Syryjskie służby bezpieczeństwa użyły ostrej amunicji, by stłumić demonstrację w Latakii - podała agencja Reutera, powołując się na mieszkańców. Jest wielu rannych, prawdopodobnie są też zabici. Do podobnego wydarzenia doszło w mieście Dara, gdzie służby bezpieczeństwa ostrzelały ludzi, biorących udział w pogrzebie ofiar wcześniejszych zamieszek.
Żadne bliższe szczegóły na temat wydarzeń w Latakii nie są znane. W Darze, według świadków na których powołuje się Reuters, służby bezpieczeństwa otworzyły do tłumów ogień z broni maszynowej i obrzuciły ludzi granatami z gazem łzawiącym. Do starcia miało dojść w pobliżu meczetu w starej części miasta.
Zaatakowani mieszkańcy Dary masowo brali udział w pogrzebach ofiar wcześniejszych starć. Od wielu dni podobne marsze żałobne przekształcają się w kolejne demonstracje, podczas których są skandowane antyrządowe hasła.
Telewizja rządowa twierdzi, że w wyniku zamieszek w Darze w ostatnich dniach zginęło 19 policjantów, a 75 zostało rannych. Funkcjonariusze mieli zostać zamordowani przez "uzbrojone gangi".

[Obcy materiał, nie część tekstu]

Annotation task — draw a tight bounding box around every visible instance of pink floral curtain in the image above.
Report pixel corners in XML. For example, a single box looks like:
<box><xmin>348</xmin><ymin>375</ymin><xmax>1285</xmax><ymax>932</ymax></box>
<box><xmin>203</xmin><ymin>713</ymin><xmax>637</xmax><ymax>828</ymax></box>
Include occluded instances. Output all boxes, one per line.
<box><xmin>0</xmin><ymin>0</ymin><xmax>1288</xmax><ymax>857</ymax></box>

Społeczne protesty w Syrii - jednej z najsurowszych dyktatur w świecie arabskim - trwają od połowy marca. Według Amnesty International, podczas trzech tygodni protestów zginęło już ponad 170 osób. Według opozycji, tylko w piątek w walkach w syryjskich miastach śmierć miało ponieść 37 osób.